Khamenei’s speech created a firestorm of criticism. If his interpretation was correct, the US would have no ability, first, to detect, and second, to respond, to Iranian cheating.
The administration responded by telling lawmakers and journalists that the factsheet was accurate and that Khamenei’s speech was just for domestic consumption. Critics responded that the issue wasn’t about who was lying. Instead the concern was that the Americans would fail to stand up to the Iranians, even at the expense of contradicting the White House’s original (maybe originally accurate) factsheet. The Iranians, after all, have 100% record of ‘winning’ factsheet disputes with the Obama administration.
The critics appear to have been justified in their concerns. The administration appears to be conceding to the new demands.
On inspections, [White House national security adviser Ben] Rhodes started floating language last week indicating that the White House was preparing to cave. See my last email for his exact quote from Panama [“there will have to be the ability for the IAEA to conduct inspections that are consistent with what is in framework… if the United States and other countries, again, present information and seek access through the IAEA to those sites”], but it now appears that the administration will accept some kind of mechanism that falls far short of the “anytime, anywhere” inspections that had long been touted. Instead inspectors will have to make a request to Iran, then the Iranians will get to evaluate it, and then they’ll decide whether or not to grant access. If they ever do grant access to any military site – which they’re currently refusing to do, even while under sanctions – enough time will have passed for them to have moved or destroyed any evidence.

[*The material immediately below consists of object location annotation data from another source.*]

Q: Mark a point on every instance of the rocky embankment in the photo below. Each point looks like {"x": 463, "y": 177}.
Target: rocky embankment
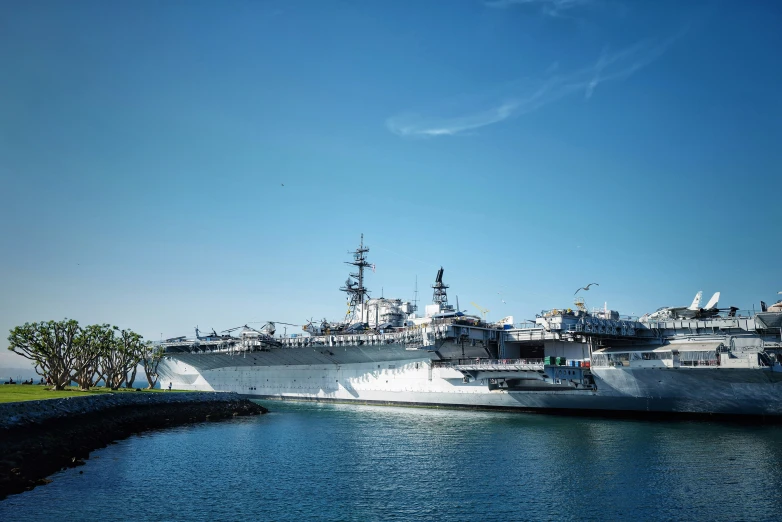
{"x": 38, "y": 438}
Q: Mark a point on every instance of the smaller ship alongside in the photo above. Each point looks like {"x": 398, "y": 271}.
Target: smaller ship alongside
{"x": 675, "y": 360}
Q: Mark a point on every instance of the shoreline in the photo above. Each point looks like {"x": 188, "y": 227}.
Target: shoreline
{"x": 43, "y": 437}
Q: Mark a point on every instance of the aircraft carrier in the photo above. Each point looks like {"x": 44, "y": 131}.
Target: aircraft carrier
{"x": 677, "y": 360}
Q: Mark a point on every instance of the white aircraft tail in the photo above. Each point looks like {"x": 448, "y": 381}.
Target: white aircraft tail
{"x": 696, "y": 303}
{"x": 713, "y": 301}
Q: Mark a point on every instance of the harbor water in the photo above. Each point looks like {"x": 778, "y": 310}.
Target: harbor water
{"x": 307, "y": 461}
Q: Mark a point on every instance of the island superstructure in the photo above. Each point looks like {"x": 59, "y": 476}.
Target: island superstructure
{"x": 567, "y": 359}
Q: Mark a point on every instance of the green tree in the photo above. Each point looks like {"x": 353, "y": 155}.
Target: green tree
{"x": 151, "y": 357}
{"x": 93, "y": 342}
{"x": 119, "y": 363}
{"x": 51, "y": 345}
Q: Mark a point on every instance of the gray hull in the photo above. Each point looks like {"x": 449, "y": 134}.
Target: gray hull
{"x": 396, "y": 375}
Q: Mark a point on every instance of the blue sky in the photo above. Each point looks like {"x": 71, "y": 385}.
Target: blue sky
{"x": 528, "y": 146}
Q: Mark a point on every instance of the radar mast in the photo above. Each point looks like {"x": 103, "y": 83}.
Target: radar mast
{"x": 354, "y": 286}
{"x": 440, "y": 296}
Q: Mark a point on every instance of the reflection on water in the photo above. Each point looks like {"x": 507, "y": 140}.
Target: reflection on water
{"x": 342, "y": 462}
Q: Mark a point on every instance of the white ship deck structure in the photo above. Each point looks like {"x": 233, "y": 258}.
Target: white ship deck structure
{"x": 714, "y": 362}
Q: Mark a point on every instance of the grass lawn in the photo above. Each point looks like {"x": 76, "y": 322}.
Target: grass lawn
{"x": 36, "y": 392}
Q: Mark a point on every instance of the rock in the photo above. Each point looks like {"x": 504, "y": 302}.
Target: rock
{"x": 41, "y": 437}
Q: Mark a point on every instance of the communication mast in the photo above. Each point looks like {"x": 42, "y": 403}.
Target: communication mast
{"x": 354, "y": 286}
{"x": 440, "y": 296}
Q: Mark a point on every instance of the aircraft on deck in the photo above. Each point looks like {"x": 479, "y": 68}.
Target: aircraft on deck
{"x": 694, "y": 311}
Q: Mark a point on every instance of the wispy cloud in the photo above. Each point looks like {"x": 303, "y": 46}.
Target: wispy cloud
{"x": 527, "y": 95}
{"x": 548, "y": 7}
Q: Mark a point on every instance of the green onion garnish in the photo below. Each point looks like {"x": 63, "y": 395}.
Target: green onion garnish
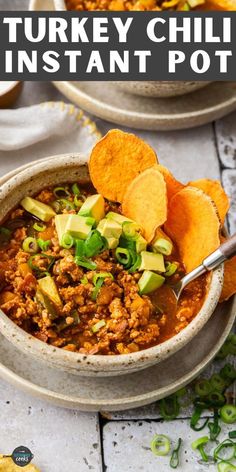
{"x": 75, "y": 189}
{"x": 100, "y": 324}
{"x": 163, "y": 246}
{"x": 160, "y": 445}
{"x": 44, "y": 245}
{"x": 61, "y": 192}
{"x": 67, "y": 241}
{"x": 228, "y": 414}
{"x": 174, "y": 460}
{"x": 199, "y": 445}
{"x": 226, "y": 467}
{"x": 169, "y": 407}
{"x": 214, "y": 427}
{"x": 171, "y": 268}
{"x": 123, "y": 256}
{"x": 39, "y": 227}
{"x": 30, "y": 245}
{"x": 94, "y": 244}
{"x": 90, "y": 265}
{"x": 225, "y": 451}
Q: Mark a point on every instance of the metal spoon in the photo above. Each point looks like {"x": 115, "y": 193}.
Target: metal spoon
{"x": 224, "y": 252}
{"x": 173, "y": 292}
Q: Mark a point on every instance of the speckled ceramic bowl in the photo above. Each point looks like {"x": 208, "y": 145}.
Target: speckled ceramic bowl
{"x": 150, "y": 88}
{"x": 68, "y": 168}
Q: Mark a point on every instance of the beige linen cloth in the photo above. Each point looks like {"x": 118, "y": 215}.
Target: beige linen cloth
{"x": 51, "y": 128}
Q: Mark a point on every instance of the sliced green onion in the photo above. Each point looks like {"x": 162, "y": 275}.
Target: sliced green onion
{"x": 79, "y": 248}
{"x": 51, "y": 260}
{"x": 75, "y": 189}
{"x": 217, "y": 383}
{"x": 100, "y": 324}
{"x": 94, "y": 244}
{"x": 39, "y": 227}
{"x": 226, "y": 467}
{"x": 30, "y": 245}
{"x": 174, "y": 460}
{"x": 171, "y": 268}
{"x": 199, "y": 445}
{"x": 61, "y": 192}
{"x": 202, "y": 387}
{"x": 160, "y": 445}
{"x": 214, "y": 426}
{"x": 164, "y": 246}
{"x": 130, "y": 230}
{"x": 44, "y": 245}
{"x": 90, "y": 265}
{"x": 225, "y": 451}
{"x": 228, "y": 372}
{"x": 102, "y": 275}
{"x": 136, "y": 265}
{"x": 96, "y": 289}
{"x": 228, "y": 414}
{"x": 169, "y": 407}
{"x": 78, "y": 202}
{"x": 194, "y": 422}
{"x": 67, "y": 241}
{"x": 123, "y": 256}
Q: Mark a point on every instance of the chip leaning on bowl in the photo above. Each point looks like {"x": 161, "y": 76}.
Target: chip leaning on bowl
{"x": 86, "y": 270}
{"x": 150, "y": 5}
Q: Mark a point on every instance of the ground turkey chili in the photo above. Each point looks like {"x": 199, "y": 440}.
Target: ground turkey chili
{"x": 87, "y": 294}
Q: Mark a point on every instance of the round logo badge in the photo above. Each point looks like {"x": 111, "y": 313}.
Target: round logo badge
{"x": 22, "y": 456}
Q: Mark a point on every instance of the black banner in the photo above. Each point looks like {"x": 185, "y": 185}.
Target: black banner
{"x": 118, "y": 46}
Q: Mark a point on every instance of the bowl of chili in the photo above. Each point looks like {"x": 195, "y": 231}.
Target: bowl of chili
{"x": 79, "y": 305}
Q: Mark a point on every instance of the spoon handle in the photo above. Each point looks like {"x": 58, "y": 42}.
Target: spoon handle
{"x": 224, "y": 252}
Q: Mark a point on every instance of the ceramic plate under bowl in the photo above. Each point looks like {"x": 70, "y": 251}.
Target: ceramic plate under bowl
{"x": 122, "y": 392}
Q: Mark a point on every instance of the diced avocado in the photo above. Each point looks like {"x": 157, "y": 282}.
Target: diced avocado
{"x": 60, "y": 223}
{"x": 78, "y": 227}
{"x": 109, "y": 229}
{"x": 112, "y": 243}
{"x": 48, "y": 288}
{"x": 141, "y": 244}
{"x": 40, "y": 210}
{"x": 162, "y": 243}
{"x": 117, "y": 217}
{"x": 151, "y": 261}
{"x": 150, "y": 282}
{"x": 93, "y": 206}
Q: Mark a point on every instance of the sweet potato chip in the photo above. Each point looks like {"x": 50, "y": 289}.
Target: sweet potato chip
{"x": 145, "y": 201}
{"x": 229, "y": 285}
{"x": 193, "y": 225}
{"x": 116, "y": 160}
{"x": 214, "y": 189}
{"x": 172, "y": 185}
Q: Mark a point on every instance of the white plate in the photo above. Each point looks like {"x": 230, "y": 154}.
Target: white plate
{"x": 194, "y": 109}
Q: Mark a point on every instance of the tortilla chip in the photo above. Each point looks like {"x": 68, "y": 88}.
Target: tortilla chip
{"x": 193, "y": 225}
{"x": 214, "y": 189}
{"x": 172, "y": 185}
{"x": 7, "y": 465}
{"x": 145, "y": 201}
{"x": 116, "y": 160}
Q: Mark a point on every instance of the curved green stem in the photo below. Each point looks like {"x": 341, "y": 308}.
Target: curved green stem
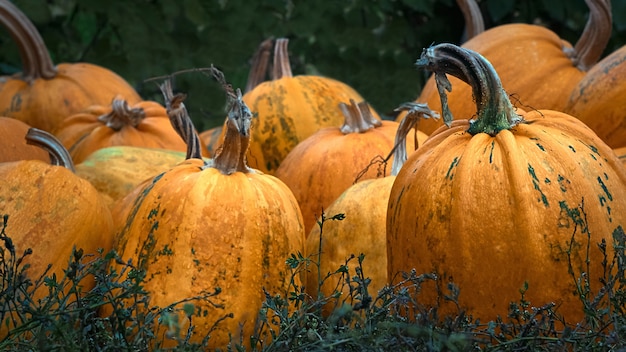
{"x": 58, "y": 154}
{"x": 494, "y": 110}
{"x": 36, "y": 61}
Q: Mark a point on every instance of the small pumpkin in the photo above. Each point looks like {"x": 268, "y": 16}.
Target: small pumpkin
{"x": 144, "y": 124}
{"x": 208, "y": 225}
{"x": 43, "y": 94}
{"x": 506, "y": 198}
{"x": 13, "y": 146}
{"x": 363, "y": 228}
{"x": 537, "y": 67}
{"x": 289, "y": 108}
{"x": 51, "y": 211}
{"x": 326, "y": 163}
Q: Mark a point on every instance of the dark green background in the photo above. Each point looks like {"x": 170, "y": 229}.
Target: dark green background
{"x": 368, "y": 44}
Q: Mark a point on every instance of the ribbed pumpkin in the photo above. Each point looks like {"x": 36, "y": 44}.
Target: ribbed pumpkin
{"x": 13, "y": 146}
{"x": 603, "y": 89}
{"x": 50, "y": 210}
{"x": 43, "y": 94}
{"x": 288, "y": 109}
{"x": 202, "y": 226}
{"x": 362, "y": 231}
{"x": 116, "y": 171}
{"x": 536, "y": 66}
{"x": 500, "y": 200}
{"x": 144, "y": 124}
{"x": 325, "y": 164}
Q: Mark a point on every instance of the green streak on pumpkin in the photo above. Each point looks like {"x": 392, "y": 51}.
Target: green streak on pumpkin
{"x": 544, "y": 199}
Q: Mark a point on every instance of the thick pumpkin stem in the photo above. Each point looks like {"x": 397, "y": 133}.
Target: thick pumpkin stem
{"x": 494, "y": 109}
{"x": 282, "y": 67}
{"x": 179, "y": 117}
{"x": 474, "y": 22}
{"x": 36, "y": 61}
{"x": 122, "y": 115}
{"x": 358, "y": 117}
{"x": 415, "y": 112}
{"x": 596, "y": 35}
{"x": 260, "y": 62}
{"x": 231, "y": 157}
{"x": 58, "y": 154}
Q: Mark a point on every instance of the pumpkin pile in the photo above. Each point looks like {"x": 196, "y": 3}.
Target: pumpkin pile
{"x": 512, "y": 189}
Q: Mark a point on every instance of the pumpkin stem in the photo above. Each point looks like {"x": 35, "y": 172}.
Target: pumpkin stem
{"x": 58, "y": 154}
{"x": 595, "y": 36}
{"x": 179, "y": 117}
{"x": 231, "y": 156}
{"x": 36, "y": 61}
{"x": 494, "y": 109}
{"x": 122, "y": 115}
{"x": 282, "y": 67}
{"x": 358, "y": 117}
{"x": 259, "y": 64}
{"x": 474, "y": 22}
{"x": 415, "y": 112}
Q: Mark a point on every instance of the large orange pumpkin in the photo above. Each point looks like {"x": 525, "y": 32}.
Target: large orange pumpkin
{"x": 505, "y": 198}
{"x": 51, "y": 211}
{"x": 326, "y": 163}
{"x": 362, "y": 230}
{"x": 202, "y": 226}
{"x": 13, "y": 146}
{"x": 535, "y": 65}
{"x": 144, "y": 124}
{"x": 43, "y": 94}
{"x": 290, "y": 108}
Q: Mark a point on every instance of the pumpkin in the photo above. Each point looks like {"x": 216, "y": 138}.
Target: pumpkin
{"x": 603, "y": 89}
{"x": 326, "y": 163}
{"x": 116, "y": 171}
{"x": 289, "y": 109}
{"x": 51, "y": 211}
{"x": 206, "y": 225}
{"x": 13, "y": 146}
{"x": 507, "y": 198}
{"x": 144, "y": 124}
{"x": 535, "y": 65}
{"x": 362, "y": 230}
{"x": 43, "y": 94}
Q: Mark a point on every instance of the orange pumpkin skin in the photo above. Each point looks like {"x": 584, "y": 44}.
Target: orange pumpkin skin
{"x": 13, "y": 146}
{"x": 85, "y": 132}
{"x": 599, "y": 100}
{"x": 492, "y": 210}
{"x": 209, "y": 230}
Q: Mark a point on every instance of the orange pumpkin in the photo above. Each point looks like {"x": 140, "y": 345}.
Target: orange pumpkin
{"x": 325, "y": 164}
{"x": 362, "y": 231}
{"x": 506, "y": 198}
{"x": 50, "y": 210}
{"x": 203, "y": 225}
{"x": 144, "y": 124}
{"x": 538, "y": 68}
{"x": 290, "y": 108}
{"x": 43, "y": 94}
{"x": 13, "y": 146}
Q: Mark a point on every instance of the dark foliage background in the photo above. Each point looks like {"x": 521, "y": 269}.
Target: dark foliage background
{"x": 368, "y": 44}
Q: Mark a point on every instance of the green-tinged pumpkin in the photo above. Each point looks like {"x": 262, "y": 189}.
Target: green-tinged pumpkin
{"x": 288, "y": 109}
{"x": 362, "y": 229}
{"x": 51, "y": 211}
{"x": 508, "y": 198}
{"x": 13, "y": 146}
{"x": 326, "y": 163}
{"x": 144, "y": 124}
{"x": 43, "y": 95}
{"x": 202, "y": 226}
{"x": 537, "y": 67}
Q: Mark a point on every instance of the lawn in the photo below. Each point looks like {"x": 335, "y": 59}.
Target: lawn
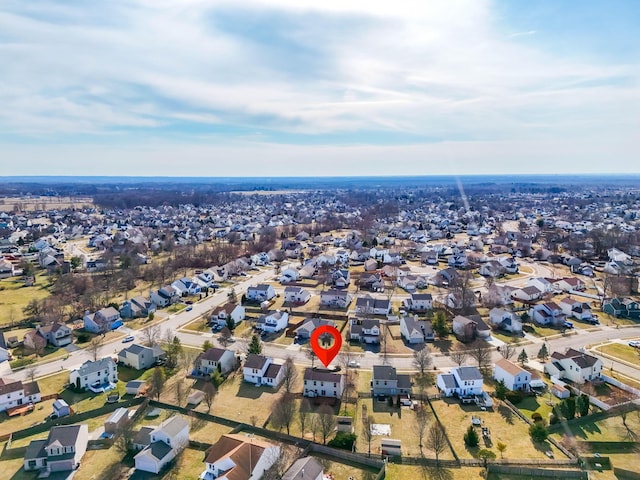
{"x": 621, "y": 351}
{"x": 14, "y": 296}
{"x": 504, "y": 426}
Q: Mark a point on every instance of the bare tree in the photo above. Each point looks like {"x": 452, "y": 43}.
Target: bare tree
{"x": 422, "y": 359}
{"x": 480, "y": 351}
{"x": 327, "y": 422}
{"x": 290, "y": 374}
{"x": 459, "y": 354}
{"x": 283, "y": 412}
{"x": 158, "y": 381}
{"x": 436, "y": 440}
{"x": 367, "y": 433}
{"x": 94, "y": 347}
{"x": 210, "y": 392}
{"x": 303, "y": 415}
{"x": 420, "y": 424}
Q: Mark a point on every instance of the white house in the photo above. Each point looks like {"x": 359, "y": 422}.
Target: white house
{"x": 419, "y": 302}
{"x": 94, "y": 375}
{"x": 415, "y": 330}
{"x": 461, "y": 381}
{"x": 513, "y": 376}
{"x": 261, "y": 370}
{"x": 14, "y": 393}
{"x": 236, "y": 456}
{"x": 322, "y": 383}
{"x": 273, "y": 322}
{"x": 296, "y": 295}
{"x": 260, "y": 293}
{"x": 166, "y": 441}
{"x": 228, "y": 310}
{"x": 505, "y": 319}
{"x": 574, "y": 365}
{"x": 215, "y": 359}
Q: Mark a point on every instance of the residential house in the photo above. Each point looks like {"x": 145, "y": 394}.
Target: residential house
{"x": 140, "y": 357}
{"x": 419, "y": 302}
{"x": 322, "y": 383}
{"x": 574, "y": 365}
{"x": 228, "y": 310}
{"x": 56, "y": 333}
{"x": 239, "y": 457}
{"x": 305, "y": 468}
{"x": 215, "y": 359}
{"x": 575, "y": 309}
{"x": 62, "y": 451}
{"x": 386, "y": 381}
{"x": 469, "y": 327}
{"x": 513, "y": 376}
{"x": 416, "y": 331}
{"x": 296, "y": 295}
{"x": 166, "y": 441}
{"x": 261, "y": 370}
{"x": 506, "y": 320}
{"x": 260, "y": 293}
{"x": 368, "y": 305}
{"x": 461, "y": 381}
{"x": 94, "y": 375}
{"x": 102, "y": 321}
{"x": 273, "y": 322}
{"x": 136, "y": 307}
{"x": 165, "y": 296}
{"x": 307, "y": 327}
{"x": 335, "y": 298}
{"x": 548, "y": 313}
{"x": 365, "y": 330}
{"x": 14, "y": 393}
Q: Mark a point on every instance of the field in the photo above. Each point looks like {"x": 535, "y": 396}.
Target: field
{"x": 14, "y": 296}
{"x": 503, "y": 425}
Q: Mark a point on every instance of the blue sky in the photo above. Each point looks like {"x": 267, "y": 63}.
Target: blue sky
{"x": 344, "y": 87}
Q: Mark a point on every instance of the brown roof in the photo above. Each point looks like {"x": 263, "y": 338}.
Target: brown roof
{"x": 241, "y": 450}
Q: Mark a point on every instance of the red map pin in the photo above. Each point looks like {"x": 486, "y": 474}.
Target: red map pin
{"x": 326, "y": 355}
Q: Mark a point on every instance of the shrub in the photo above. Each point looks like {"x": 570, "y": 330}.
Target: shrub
{"x": 471, "y": 438}
{"x": 343, "y": 440}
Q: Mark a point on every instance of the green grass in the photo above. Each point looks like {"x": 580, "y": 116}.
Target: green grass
{"x": 14, "y": 296}
{"x": 623, "y": 352}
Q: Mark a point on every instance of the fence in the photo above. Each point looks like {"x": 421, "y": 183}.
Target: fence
{"x": 536, "y": 472}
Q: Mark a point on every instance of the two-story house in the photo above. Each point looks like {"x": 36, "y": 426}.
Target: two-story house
{"x": 322, "y": 383}
{"x": 574, "y": 365}
{"x": 60, "y": 452}
{"x": 260, "y": 293}
{"x": 215, "y": 359}
{"x": 415, "y": 331}
{"x": 166, "y": 441}
{"x": 238, "y": 457}
{"x": 56, "y": 334}
{"x": 140, "y": 357}
{"x": 165, "y": 296}
{"x": 14, "y": 393}
{"x": 296, "y": 295}
{"x": 273, "y": 322}
{"x": 95, "y": 376}
{"x": 365, "y": 330}
{"x": 386, "y": 381}
{"x": 228, "y": 310}
{"x": 461, "y": 381}
{"x": 102, "y": 321}
{"x": 261, "y": 370}
{"x": 513, "y": 376}
{"x": 419, "y": 302}
{"x": 368, "y": 305}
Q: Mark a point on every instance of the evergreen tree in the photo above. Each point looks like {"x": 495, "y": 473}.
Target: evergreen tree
{"x": 255, "y": 346}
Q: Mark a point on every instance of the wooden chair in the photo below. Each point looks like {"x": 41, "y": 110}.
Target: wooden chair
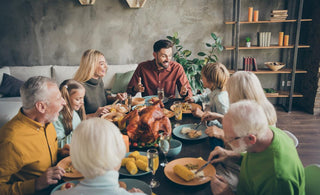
{"x": 293, "y": 137}
{"x": 312, "y": 174}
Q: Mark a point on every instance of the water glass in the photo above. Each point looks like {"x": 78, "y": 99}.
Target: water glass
{"x": 160, "y": 93}
{"x": 153, "y": 162}
{"x": 177, "y": 105}
{"x": 165, "y": 147}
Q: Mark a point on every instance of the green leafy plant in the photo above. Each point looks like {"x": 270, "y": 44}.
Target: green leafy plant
{"x": 192, "y": 67}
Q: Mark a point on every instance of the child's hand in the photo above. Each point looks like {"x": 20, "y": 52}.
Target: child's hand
{"x": 197, "y": 112}
{"x": 189, "y": 99}
{"x": 139, "y": 87}
{"x": 184, "y": 90}
{"x": 214, "y": 131}
{"x": 122, "y": 96}
{"x": 209, "y": 116}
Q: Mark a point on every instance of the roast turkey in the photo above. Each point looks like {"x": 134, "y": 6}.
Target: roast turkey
{"x": 144, "y": 126}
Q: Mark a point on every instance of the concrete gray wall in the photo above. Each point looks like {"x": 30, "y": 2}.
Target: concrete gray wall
{"x": 58, "y": 31}
{"x": 44, "y": 32}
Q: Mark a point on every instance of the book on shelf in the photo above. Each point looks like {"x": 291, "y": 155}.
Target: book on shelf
{"x": 249, "y": 64}
{"x": 277, "y": 18}
{"x": 279, "y": 15}
{"x": 264, "y": 39}
{"x": 279, "y": 11}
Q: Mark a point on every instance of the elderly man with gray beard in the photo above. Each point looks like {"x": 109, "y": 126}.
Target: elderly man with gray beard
{"x": 28, "y": 142}
{"x": 271, "y": 164}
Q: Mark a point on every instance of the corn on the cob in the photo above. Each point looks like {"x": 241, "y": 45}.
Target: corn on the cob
{"x": 183, "y": 172}
{"x": 125, "y": 160}
{"x": 134, "y": 154}
{"x": 143, "y": 166}
{"x": 131, "y": 167}
{"x": 143, "y": 158}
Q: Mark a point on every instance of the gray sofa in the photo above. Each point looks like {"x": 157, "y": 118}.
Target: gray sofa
{"x": 9, "y": 106}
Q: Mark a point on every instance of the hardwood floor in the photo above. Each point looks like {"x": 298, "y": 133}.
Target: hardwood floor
{"x": 306, "y": 127}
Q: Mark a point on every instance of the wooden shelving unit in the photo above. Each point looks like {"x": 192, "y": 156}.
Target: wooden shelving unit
{"x": 270, "y": 47}
{"x": 267, "y": 21}
{"x": 268, "y": 71}
{"x": 290, "y": 71}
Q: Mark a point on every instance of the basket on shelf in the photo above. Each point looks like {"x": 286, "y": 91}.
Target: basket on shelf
{"x": 136, "y": 3}
{"x": 87, "y": 2}
{"x": 274, "y": 66}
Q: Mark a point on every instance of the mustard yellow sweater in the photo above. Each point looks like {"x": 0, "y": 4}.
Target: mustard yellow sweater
{"x": 27, "y": 150}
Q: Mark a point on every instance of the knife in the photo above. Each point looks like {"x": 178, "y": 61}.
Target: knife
{"x": 201, "y": 168}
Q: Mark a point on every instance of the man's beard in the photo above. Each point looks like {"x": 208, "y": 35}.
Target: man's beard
{"x": 162, "y": 64}
{"x": 241, "y": 148}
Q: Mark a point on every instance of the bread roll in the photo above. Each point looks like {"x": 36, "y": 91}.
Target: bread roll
{"x": 123, "y": 185}
{"x": 131, "y": 167}
{"x": 183, "y": 172}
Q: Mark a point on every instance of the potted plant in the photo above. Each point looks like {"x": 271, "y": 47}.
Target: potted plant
{"x": 192, "y": 67}
{"x": 248, "y": 41}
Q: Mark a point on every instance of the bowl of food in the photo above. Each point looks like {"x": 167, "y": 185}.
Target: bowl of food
{"x": 274, "y": 66}
{"x": 175, "y": 148}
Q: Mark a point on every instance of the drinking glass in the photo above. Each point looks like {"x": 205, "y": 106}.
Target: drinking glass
{"x": 165, "y": 147}
{"x": 153, "y": 162}
{"x": 160, "y": 94}
{"x": 177, "y": 110}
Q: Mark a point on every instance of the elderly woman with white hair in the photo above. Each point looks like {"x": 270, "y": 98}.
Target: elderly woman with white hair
{"x": 242, "y": 85}
{"x": 97, "y": 149}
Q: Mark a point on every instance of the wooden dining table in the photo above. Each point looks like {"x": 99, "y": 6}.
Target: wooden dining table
{"x": 190, "y": 148}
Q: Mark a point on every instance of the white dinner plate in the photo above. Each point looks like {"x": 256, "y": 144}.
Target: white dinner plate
{"x": 147, "y": 98}
{"x": 177, "y": 131}
{"x": 58, "y": 187}
{"x": 134, "y": 183}
{"x": 123, "y": 170}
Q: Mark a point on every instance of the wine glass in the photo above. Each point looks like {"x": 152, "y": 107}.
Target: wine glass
{"x": 164, "y": 146}
{"x": 153, "y": 159}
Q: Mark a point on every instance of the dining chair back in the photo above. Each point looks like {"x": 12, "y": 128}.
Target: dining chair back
{"x": 312, "y": 175}
{"x": 293, "y": 137}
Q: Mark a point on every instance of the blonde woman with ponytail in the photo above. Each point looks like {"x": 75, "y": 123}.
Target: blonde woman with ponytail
{"x": 72, "y": 113}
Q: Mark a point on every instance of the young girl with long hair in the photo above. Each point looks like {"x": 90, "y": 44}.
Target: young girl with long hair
{"x": 73, "y": 113}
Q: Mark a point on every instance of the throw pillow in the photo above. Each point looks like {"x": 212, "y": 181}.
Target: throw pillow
{"x": 10, "y": 86}
{"x": 121, "y": 82}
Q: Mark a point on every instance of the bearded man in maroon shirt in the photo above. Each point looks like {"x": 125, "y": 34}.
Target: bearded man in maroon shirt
{"x": 160, "y": 72}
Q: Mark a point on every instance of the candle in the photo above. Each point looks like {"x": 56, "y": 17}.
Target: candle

On immediate sanctions relief, President Obama was just asked point blank whether he would rule out lifting Iran sanctions at time of nuclear deal. The President pointedly refused, instead talking about “creative negotiations”:
“With respect to the issue of sanctions coming down – I don’t want to get out ahead of John Kerry and my negotiators in terms [of] how to craft this. I would just make a general observation and that is that how sanctions are lessened, how we snap back sanctions if there’s a violation – there are a lot of different mechanisms and ways to do that. Part of John’s job and part of the Iranian negotiators’ job and part of the P5+1’s job is to sometimes find formulas that get to our main concerns while allowing the other side to make a presentation to their body politic that is more acceptable. Our main concern here is making sure that if Iran doesn’t abide by its agreement that we don’t have to jump through a whole bunch of hoops in order to reinstate sanctions. That’s our main concern. And I think that goal, of having, in reserve, the possibility of putting back and applying forceful sanctions, in the event of a violation, that goal can be met. And it will require some creative negotiations by John Kerry and others, and I’m confident that we’ll be successful.”
For the last quote, Omri links to this video (timestamp 6:03).